Unter dem Vorwand, in Erbach einen größeren Deal tätigen zu können, soll er zusammen mit dem Angeklagten den 19-Jährigen an den See gelockt haben. Nach den Hammerschlägen sollen die beiden Männer das Opfer mit einer Folie verpackt und in einem zweiten, angrenzenden See versenkt haben. „Die Verpackung zeigte, er sollte nie mehr auftauchen“, so Lehr. Doch es kam anders, Angler entdeckten die verpackte Leiche im April vor zwei Jahren.

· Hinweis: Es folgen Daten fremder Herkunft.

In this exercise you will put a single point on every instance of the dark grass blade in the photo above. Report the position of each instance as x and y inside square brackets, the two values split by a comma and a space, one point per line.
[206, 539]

Minutiös zeichnete der Oberstaatsanwalt in seinem Plädoyer vier entscheidende Tage der Tat anhand von mehr als 5000 Standortdaten des Handys des Angeklagten nach. Am 13. April, also eine Woche vor dem Mord, holte der Angeklagte Don am Stuttgarter Bahnhof ab. Sie fuhren nach Göppingen zurück, um dort in einem Baumarkt nach Malervlies, Draht, Folie und zwei Paar Handschuhen zu suchen. Später hielten sie sich nachweislich am Erbacher Seengebiet auf – sowohl am Rösslesee, wo der Mord passiert sein soll, als auch dem späteren Fundsee, der direkt angrenzt und eineinhalb bis drei Meter tief ist. Rund eine Dreiviertelstunde hielten sie sich dort auf. Einen Tag später waren sie erneut dort. 14 Minuten lang. Zwei Tage vor der Tat war der Anklagte allein am See und kaufte auf dem Heimweg im Baumarkt die Verpackungsmaterialien. Am Tattag selbst holte er in einem anderen Baumarkt einen 18,4 Kilogramm schweren Betonsturz – dieser sollte den Leichnam für immer im See verankern.

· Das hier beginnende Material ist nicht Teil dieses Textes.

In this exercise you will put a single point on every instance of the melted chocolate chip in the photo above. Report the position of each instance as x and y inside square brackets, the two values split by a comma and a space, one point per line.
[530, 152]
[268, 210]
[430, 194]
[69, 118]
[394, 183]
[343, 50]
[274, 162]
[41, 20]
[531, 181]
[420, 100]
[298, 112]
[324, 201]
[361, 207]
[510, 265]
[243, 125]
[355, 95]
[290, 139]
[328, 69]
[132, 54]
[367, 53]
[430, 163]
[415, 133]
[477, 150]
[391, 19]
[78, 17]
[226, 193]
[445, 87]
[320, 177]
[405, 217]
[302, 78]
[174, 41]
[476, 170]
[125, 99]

Viele Indizien seien zwar interpretierbar, doch „die Gesamtzahl ist erdrückend“, sagte Lehr. Er geht von einer vorsätzlichen Tat gegen ein argund wehrloses Opfer aus. Der Mord sei einer modernisierten Form der Blutrache zuzuschreiben und stehe „sittlich und moralisch auf unterster Stufe“. Die gezeigten Bilder des Opfers, die Karten mit den erhobenen Bewegungsund Standortdaten sowie die schwere Anschuldigung lassen den Angeklagten kalt. Er zeigte kaum Regung, nur zu Beginn des Verhandlungstags wirkte er blass und müde. Die Verteidigung plädiert am 27. März.